物価高対策としてクリスマスという高額出費を強いるイベントを法律で禁止し破ったカップルは厳罰に処すべきだと主張する自称庶民の味方、前座で商業ギルドを追い詰める
商業ギルドの中へと案内され見た景色は、前に来た時とガラリと違うものだった。
「床が真っ白だな」
このジャリジャリ感、塩か?
ウユニ塩湖みたいだな。
「何でこんな事しているんだ?」
「ヒッ、も、勿論お客様が二度と来ない様に大量の塩を撒いた訳ではございません!!」
「別に、疑っていないが?」
そもそも俺、塩を撒かれる様な事していないし、撒くにしてもあまりに過剰な量だ。
どれだけ関わり合いになりたく無ければこんな広いロビーこ床を埋め尽くす程の塩を撒くのか、想像するのも難しい。本当に二度と来てほしく無い相手がいるとしても、ここまでは普通しないだろう。相手が確実な厄介事、災厄を呼び込み、来ては絶対に断れない相手、そんな人物がいたとしても業務に支障をきたす様な事は普通しない。それどころでは無い存在でも来ない限りは絶対にしない筈だ。

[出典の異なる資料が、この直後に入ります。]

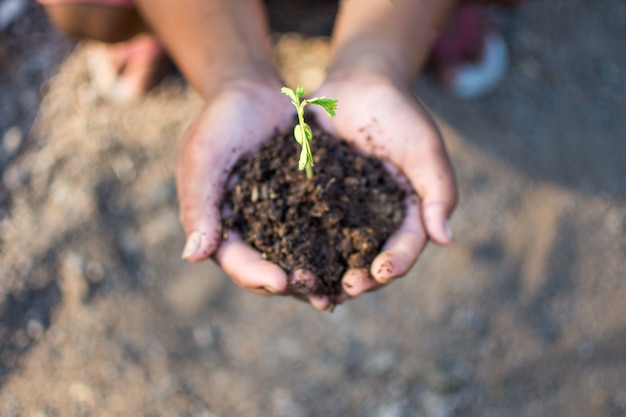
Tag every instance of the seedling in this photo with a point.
(302, 131)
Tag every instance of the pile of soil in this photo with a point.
(337, 220)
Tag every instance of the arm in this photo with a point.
(378, 47)
(388, 37)
(213, 42)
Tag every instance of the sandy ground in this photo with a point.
(525, 315)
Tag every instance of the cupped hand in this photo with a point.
(387, 121)
(236, 120)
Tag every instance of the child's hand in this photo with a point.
(235, 121)
(382, 119)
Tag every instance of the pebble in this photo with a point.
(34, 329)
(12, 141)
(395, 409)
(204, 335)
(381, 363)
(10, 11)
(285, 405)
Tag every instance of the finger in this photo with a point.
(248, 269)
(199, 183)
(320, 302)
(403, 248)
(432, 176)
(356, 281)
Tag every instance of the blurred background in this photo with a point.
(525, 315)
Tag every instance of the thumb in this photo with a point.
(199, 183)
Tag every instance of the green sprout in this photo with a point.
(302, 131)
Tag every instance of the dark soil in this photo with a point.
(337, 220)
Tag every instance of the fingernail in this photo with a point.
(270, 289)
(193, 241)
(448, 230)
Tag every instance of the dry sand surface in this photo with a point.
(525, 315)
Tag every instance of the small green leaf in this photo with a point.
(300, 92)
(329, 104)
(297, 134)
(308, 133)
(303, 159)
(289, 93)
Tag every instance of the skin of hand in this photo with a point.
(223, 51)
(385, 120)
(378, 48)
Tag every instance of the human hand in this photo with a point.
(382, 119)
(235, 121)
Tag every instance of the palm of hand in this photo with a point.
(381, 120)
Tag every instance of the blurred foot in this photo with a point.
(470, 59)
(125, 71)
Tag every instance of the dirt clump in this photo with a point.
(337, 220)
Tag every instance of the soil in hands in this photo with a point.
(337, 220)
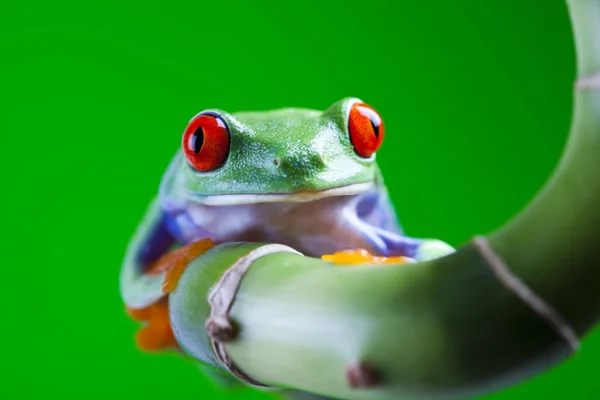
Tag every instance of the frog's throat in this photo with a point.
(299, 196)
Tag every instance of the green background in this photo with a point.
(476, 96)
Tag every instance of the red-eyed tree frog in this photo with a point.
(304, 178)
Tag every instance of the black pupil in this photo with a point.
(374, 123)
(197, 140)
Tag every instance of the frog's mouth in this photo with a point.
(297, 196)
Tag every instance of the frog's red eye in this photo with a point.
(366, 129)
(206, 142)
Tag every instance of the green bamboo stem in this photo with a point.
(447, 328)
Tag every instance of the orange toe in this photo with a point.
(175, 262)
(361, 256)
(157, 334)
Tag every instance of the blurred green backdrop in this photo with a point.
(476, 96)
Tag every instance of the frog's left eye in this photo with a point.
(366, 129)
(206, 142)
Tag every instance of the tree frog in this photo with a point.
(304, 178)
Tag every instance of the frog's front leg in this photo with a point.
(150, 272)
(373, 216)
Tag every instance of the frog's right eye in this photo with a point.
(206, 142)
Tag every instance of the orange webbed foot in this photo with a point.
(175, 262)
(157, 334)
(362, 256)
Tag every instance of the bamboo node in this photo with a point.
(220, 329)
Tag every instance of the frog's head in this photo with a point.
(283, 155)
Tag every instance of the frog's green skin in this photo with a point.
(292, 176)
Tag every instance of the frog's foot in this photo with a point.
(175, 262)
(157, 334)
(362, 256)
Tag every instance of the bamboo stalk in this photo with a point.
(458, 326)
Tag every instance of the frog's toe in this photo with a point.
(362, 256)
(157, 334)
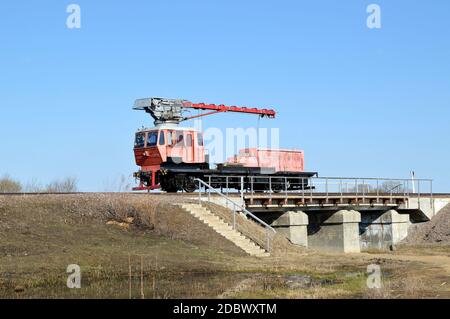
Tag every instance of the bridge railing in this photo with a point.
(324, 186)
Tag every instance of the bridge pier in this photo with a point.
(334, 231)
(293, 225)
(381, 230)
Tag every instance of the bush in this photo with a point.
(8, 185)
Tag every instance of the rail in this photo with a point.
(237, 208)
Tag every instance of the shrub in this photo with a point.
(67, 185)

そもそも塩を撒くのは日本の文化。ここは別世界だから、別の意味合いがあるのだろう。
「何でこんなに塩を撒いているんだ」
「ヒィッ、それはその、あの、ええっと、あれがあれで……」
「塩を溢しました!!」「模様替えです!!」「掃除の裏技です!!」「お客様に何度も来てくれる様にとお祈りした盛り塩です!!」「なんか良いなぁと思いまして!!」「食料品の様に塩漬けにすると建物も長持ちするのです!!」
把握していなかったらしく答えられない支部長の代わりに他の職員が一斉に理由を述べる。

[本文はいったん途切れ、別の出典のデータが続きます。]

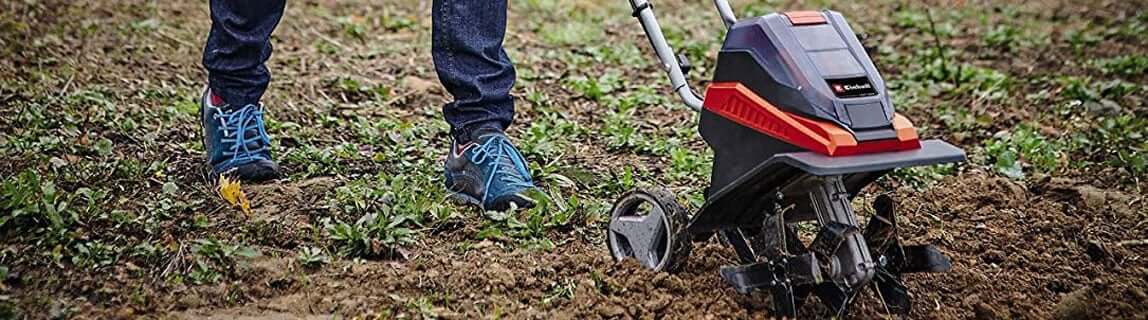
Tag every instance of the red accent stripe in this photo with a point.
(805, 17)
(737, 103)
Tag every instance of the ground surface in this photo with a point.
(107, 213)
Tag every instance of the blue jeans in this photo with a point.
(466, 46)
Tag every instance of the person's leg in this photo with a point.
(239, 44)
(482, 168)
(468, 56)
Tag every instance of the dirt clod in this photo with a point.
(1073, 306)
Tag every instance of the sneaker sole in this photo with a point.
(467, 200)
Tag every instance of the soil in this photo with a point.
(1062, 246)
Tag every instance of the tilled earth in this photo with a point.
(1067, 242)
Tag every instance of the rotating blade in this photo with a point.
(892, 293)
(881, 232)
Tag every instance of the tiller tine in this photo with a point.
(892, 291)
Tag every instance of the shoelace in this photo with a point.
(235, 125)
(497, 149)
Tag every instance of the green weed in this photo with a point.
(372, 235)
(1023, 150)
(311, 257)
(216, 259)
(1129, 65)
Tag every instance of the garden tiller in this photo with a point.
(799, 122)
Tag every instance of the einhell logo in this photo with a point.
(852, 87)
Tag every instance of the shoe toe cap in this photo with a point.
(257, 171)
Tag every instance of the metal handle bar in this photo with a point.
(644, 12)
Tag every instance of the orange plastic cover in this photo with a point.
(736, 102)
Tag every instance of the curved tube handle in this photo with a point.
(644, 12)
(726, 12)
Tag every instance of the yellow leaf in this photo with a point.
(233, 193)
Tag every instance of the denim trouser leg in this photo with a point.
(468, 56)
(466, 46)
(238, 46)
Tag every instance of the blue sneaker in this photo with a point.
(488, 172)
(235, 140)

同時に喋るから何を言っているのか聞き取り難い。何かそんな訳ないのにそれぞれ違う事を言っている気すらする。
だが俺の聖徳イヤーは聞き逃さない。
「よく聞き取れなかったが、俺に何度も来て欲しいからだったんだな!」
「「「よりにもよってどうしてそれを聞き取った!!」」」
「うん?」
「「「なっ、何でもございません!!」」」
なる程、俺に来て欲しいから儀式並に塩を撒いていたのを俺にバレて恥ずかしいんだな。
兎も角、それだけ俺に来てもらいたいという事か。
「フハハハハッ、その心意気気に入った! ここを愛用してやろう!」
「「「ぐふっ!!」」」
喜びのあまり全員吐血。
口ではなく胃の付近を押さえているから、喜びのあまり胃に穴が空いてしまったのだろう。
胃って喜びでも穴、空くんだな。
「顔も覚えておいてやるぞ!」
「「「ブクブクブク…………」」」
喜びのあまり白目を剥いて赤い泡を吐いてしまった。
すると、どこからともなく黒子みたいに顔を隠した一団が現れ、倒れた職員達の口に無理矢理ポーションを流し込む。
そして即時撤退して行った。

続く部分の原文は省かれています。